LAM/MPI logo

LAM/MPI General User's Mailing List Archives

  |   Home   |   Download   |   Documentation   |   FAQ   |   all just in this list

From: Angel Tsankov (fn42551_at_[hidden])
Date: 2006-02-02 10:41:09


>>> From time to time I get these messages on stderr from LAM 7.1.1
>> running on a cluster of 4x dual G4 PowerPCs:
>>
>> ----------------------------------------------------------------------
>> ---
>>
>> One of the processes started by mpirun has exited with a nonzero
>> exit
>>
>> code.
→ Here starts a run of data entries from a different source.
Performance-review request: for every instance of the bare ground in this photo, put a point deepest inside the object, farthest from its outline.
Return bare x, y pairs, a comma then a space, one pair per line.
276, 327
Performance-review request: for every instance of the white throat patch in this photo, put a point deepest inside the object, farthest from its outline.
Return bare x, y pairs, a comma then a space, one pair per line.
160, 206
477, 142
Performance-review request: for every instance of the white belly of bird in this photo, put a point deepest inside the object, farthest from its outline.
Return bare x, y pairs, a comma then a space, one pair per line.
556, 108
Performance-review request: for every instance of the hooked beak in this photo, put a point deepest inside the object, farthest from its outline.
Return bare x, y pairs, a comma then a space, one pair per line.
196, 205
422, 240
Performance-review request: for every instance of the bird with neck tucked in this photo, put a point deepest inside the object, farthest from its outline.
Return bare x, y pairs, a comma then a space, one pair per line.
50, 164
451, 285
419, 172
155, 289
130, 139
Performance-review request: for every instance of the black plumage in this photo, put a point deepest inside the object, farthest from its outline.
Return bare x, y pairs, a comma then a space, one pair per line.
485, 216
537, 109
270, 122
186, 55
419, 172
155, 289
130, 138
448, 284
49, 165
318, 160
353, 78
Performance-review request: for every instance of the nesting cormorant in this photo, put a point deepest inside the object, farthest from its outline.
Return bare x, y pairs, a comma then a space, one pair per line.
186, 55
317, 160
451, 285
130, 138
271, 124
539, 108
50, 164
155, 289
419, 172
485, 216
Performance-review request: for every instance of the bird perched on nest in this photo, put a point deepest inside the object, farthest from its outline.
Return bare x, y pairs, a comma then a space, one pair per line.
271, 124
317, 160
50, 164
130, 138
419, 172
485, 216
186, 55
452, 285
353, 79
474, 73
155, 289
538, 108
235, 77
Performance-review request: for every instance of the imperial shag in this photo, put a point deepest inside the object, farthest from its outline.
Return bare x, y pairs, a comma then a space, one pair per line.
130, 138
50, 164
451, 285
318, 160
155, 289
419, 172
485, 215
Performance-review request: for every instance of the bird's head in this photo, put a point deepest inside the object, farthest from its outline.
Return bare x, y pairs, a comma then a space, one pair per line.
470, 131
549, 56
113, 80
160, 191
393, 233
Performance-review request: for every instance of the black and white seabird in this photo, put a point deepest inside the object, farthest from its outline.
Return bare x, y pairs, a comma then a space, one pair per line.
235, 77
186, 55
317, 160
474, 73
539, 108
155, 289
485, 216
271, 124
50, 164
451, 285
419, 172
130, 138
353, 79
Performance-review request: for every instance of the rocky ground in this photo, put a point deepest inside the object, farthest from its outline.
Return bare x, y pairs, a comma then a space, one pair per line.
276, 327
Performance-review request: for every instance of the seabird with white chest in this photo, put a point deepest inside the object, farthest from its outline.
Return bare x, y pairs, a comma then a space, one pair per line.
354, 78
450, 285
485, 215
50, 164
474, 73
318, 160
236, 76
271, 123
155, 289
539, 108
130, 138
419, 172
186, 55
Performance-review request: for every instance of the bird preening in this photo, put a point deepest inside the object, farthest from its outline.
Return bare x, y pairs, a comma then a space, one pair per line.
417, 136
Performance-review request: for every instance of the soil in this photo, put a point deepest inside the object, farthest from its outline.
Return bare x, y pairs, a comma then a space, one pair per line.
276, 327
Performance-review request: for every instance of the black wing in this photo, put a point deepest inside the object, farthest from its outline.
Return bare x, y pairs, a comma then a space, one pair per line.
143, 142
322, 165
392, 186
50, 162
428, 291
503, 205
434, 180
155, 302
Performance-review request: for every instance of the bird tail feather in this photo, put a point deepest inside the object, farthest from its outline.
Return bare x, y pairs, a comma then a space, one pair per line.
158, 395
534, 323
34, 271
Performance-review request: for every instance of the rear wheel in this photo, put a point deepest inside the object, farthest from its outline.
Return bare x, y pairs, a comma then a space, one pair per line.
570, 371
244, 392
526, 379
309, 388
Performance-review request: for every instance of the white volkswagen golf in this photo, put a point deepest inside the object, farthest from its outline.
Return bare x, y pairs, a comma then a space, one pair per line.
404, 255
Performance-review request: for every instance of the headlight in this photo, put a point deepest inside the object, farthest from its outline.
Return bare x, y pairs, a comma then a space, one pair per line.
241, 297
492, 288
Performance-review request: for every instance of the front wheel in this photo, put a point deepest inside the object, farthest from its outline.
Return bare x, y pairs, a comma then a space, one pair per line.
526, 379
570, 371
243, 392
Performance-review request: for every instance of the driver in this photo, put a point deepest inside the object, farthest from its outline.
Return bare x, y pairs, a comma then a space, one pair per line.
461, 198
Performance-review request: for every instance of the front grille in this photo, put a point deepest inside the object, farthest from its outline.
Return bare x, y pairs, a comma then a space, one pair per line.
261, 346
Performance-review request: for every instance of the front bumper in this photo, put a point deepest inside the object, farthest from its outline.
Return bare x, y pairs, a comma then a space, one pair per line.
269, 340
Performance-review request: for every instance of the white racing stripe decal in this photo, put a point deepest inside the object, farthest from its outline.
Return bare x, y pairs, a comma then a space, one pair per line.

This typically indicates that the process finished in error.
>>
>> If your process did not finish in error, be sure to include a
>> "return
>>
>> 0" or "exit(0)" in your C code before exiting the application.
>>
>> PID 26972 failed on node n2 (<IP address omitted>) due to signal 4.
>>
>> ----------------------------------------------------------------------
>> ---
>
> Signal #4 on both Linux and OS X is SIGILL -- illegal instruction.
>
>> I also get this on stdout:
>>
>> MPI_Recv: process in local group is dead (rank 0, comm 3)
>>
>> Rank (0, MPI_COMM_WORLD): Call stack within LAM:
>>
>> Rank (0, MPI_COMM_WORLD): - MPI_Recv()
>>
>> Rank (0, MPI_COMM_WORLD): - MPI_Gatherv()
>>
>> Rank (0, MPI_COMM_WORLD): - MPI_Allgather()
>>
>> Rank (0, MPI_COMM_WORLD): - MPI_Allreduce()
>>
>> Rank (0, MPI_COMM_WORLD): - main()
>
> This indicates that MPI processes 0 and 6 (I snipped some of your
> output) have realized that a peer process died unexpectedly -- 0 and
> 6 realized this while they were in MPI_Allreduce.
>

The last MPI function I call before MPI_Finalize is MPI_Allreduce. As
far as I can see, it has been implemented in terms of other MPI
funcions.
Having this in mind, is it possible that one of the MPI processes
exits MPI_Allreduce before all the other processes and calls
MPI_Finalize before they have finished their call to MPI_Allreduce? If
so, then later on one of the other processes could detect that one of
the processes is missing. Is it possible that LAM fails with SIGILL in
this situation?

> Can you run this application through a memory-checking debugger? If
> you have access to an x86-based machine, you can use the valgrind
> memory-checking debugger.
>

I have access to a single x86 workstation only. Does it make sense to
run multiple MPI processes on a single-cpu machine with Valgrind?
The cluster where LAM 7.1.1 is installed and where the MPI program
fails as explained in my original post consists of G4 PowerPCs. Can I
run Valgrind on this cluster? The manual mentions that Valgrind can
run on PPC.